Pretty mesmerizing, and while I don’t believe in everything they say, still, EVERY single culture all has the exact SAME historical connection of beings in chariots of “fire” coming to earth. Many ancient religious paintings show UFO type crafts hovering in the backgrounds, along with many other works of art, cave drawings, etc. that show eerily similar depictions of beings in space suits and crafts long before the reality of these potentials in modern science.
I think this theory is just as good as any other. Perhaps we were aided in our journey from beings from other galaxies.

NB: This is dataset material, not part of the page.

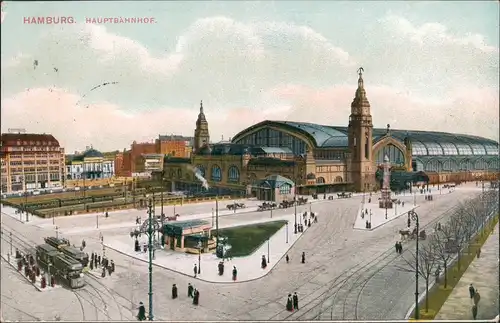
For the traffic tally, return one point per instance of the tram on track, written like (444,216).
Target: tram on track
(64,246)
(65,268)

Who knows, but the series was quite captivating and has some pretty thoguht provoking content. ;-)

Seek's avatar

@Coloma If you like that, read Fingerprints of the Gods by Graham Hancock. It’s a heavy read, but it’ll blow. your. mind. Even makes my skeptic head spin a little. (ok… a lot.)

ddude1116's avatar

We don’t need to know. The thing I like so much about God is how little we know. If we knew the reality to Him, it’d take the mystery religion requires to enamor us.

Thammuz's avatar

Unless christianity and every other religion are willing to drop their bullshit and practice in private without trying to teach horrendously twisted moral values to anyone within earshot, yeah, we do.

We do because maybe, just maybe, people won’t fall for their shit anymore once we have conclusive proof that they’re wrong.

Of course this will never happen because people are always willing to believe a comfortable lie and because most definitions of god are unfalsifiable, which means that whether they exist or not makes absolutely no observable difference.

Bill1939's avatar

I wish I could be as certain as some are that all religions are BS. Any belief, religious or scientific, is likely to contain conjectured aspects for which supportive evidence has not been discovered. For example, what some scientists may think exists inside black holes are merely hypotheses, not theory or fact. It is not reasonable to want scientific beliefs shared, but not religious beliefs.